Some of the highlights of my career have included writing a style guide used by my school from grades 7-12, starting a literary magazine and writing club at St. Paul, and developing a writing program for our English department. One of my main focuses as an English educator is ensuring my students leave my classroom with the ability to communicate effectively, especially in terms of college-level composition. By dissecting my own writing process developed at Ashland, I’ve established my own writing “boot camp” which focuses on composing strong, interesting, and analytical arguments and personal essays.
However, my road to being the satisfied teacher I am today was full of uncertainty and quite a lot of sleep deprivation. I didn’t get a job right out of college—a blow to my ego that leveled me at the time. I ended up subbing and working at after school programs from August to October of 2009. I got a break in mid-October, though, and was an interim teacher at an all-girls private school in Cleveland for the rest of the school year. At St. Joseph Academy, I did my best to create a cohesive curriculum with very little prep time and create authentic, creative experiences for my girls. After that position ended, I was offered a junior high teaching position at St. Paul. After a year there, I was promoted to the high school and have enjoyed my time here ever since.
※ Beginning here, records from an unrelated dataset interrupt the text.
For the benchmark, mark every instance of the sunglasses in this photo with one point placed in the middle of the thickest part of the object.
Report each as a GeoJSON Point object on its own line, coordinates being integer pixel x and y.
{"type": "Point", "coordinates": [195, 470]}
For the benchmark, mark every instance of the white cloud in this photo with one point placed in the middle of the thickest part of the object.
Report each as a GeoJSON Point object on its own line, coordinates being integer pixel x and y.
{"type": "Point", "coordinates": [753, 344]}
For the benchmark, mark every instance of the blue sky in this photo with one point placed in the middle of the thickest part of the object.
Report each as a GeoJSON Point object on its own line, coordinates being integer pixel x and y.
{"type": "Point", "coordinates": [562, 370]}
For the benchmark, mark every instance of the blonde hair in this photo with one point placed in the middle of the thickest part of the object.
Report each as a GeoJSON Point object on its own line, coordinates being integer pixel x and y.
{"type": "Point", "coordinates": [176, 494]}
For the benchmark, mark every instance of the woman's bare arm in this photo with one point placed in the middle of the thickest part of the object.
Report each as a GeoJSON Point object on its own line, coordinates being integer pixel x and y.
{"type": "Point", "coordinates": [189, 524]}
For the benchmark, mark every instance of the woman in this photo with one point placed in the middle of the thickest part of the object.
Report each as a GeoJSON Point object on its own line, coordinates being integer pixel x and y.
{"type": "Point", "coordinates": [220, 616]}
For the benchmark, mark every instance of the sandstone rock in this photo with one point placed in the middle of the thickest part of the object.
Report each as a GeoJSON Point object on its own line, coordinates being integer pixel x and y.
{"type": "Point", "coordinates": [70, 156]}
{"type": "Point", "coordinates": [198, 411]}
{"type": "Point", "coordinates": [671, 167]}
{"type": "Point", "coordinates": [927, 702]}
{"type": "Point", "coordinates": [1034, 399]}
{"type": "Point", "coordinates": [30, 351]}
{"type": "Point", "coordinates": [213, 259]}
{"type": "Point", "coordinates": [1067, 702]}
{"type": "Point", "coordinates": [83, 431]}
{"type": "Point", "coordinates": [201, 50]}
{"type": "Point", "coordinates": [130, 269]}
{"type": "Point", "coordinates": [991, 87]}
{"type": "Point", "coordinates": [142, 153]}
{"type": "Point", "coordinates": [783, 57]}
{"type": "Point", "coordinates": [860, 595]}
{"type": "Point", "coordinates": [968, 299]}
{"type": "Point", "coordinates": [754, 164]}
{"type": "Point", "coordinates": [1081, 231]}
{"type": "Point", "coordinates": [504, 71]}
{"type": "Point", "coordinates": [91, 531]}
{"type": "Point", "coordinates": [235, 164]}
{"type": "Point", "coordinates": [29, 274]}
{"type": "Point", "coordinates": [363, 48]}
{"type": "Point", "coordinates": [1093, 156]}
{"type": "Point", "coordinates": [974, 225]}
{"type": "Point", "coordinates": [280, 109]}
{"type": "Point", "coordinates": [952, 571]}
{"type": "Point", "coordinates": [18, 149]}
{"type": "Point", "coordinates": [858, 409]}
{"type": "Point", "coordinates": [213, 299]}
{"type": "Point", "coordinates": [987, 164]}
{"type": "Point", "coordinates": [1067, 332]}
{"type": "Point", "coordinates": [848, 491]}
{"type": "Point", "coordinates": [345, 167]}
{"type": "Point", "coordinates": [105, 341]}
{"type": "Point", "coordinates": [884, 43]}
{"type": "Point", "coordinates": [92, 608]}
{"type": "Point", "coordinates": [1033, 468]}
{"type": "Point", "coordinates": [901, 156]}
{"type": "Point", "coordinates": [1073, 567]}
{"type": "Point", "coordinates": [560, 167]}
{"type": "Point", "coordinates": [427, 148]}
In the past five years of my career, I have taught eleven different preps and had to develop most of the curriculums from scratch. From World Literature to 7th Grade Reading to, yes, a random Psychology/Sociology class, I have tried my best to make meaningful learning experiences in my classroom. Experimentation, research, and planning have filled these past five years, and I am thankful to the Ashland English Department for aiding in the development of these skills. I wish I could say that I have it all figured out, but I’m consistently learning and adapting with my students and the profession. However, I think that’s part of the fun of it.
While at Ashland, the English department was my home. I worked in the English office, the Writing Studio, and the Summer MFA Program. The professors “got me” and pushed me to think, read, and write with passion and intention. I find myself daily using teaching methods I learned from them. Dr. Fitzsimmons shows up when I teach analysis and the author/reader relationship. Dr. Weaver enters our classroom discussions on Shakespeare as we contemplate if a character is “good or bad.” Dr. Brown’s encouraging voice emanates from me as I support my students during our in-depth discussions. I owe these and all my Ashland English teachers so much, and am fortunate to have had them.
The most rewarding aspect of my job is that we, as English educators, enable students to connect and contribute to the eternal human conversation. Through the study of the literature and ideas of the past, students are empowered and prepared to write their own stories of the future. Although it may sound lofty and perhaps a little too Dead Poets Society, this is honestly what I believe I am fortunate enough to do on a daily basis.
And sometimes I'll even get an email from a student like this one:
Hello Mrs. Hirzel!
I would very much like to share my college application essays but we don't really like each other, so I will send a load of other odds and ends instead.
My summer has been rather fascinating, and I hope yours has been equally so. I've been writing in the notebook you gave me too! It's quite fun.
Also I give you many many thanks for my awesome AP score! Yes, the work came from my little noggin, but my noggin was only prepped for such a task through the kindness and hard-work of the coffee-fueled HRZ-L 3000.
I hope everything is well and that the school year is looking bright!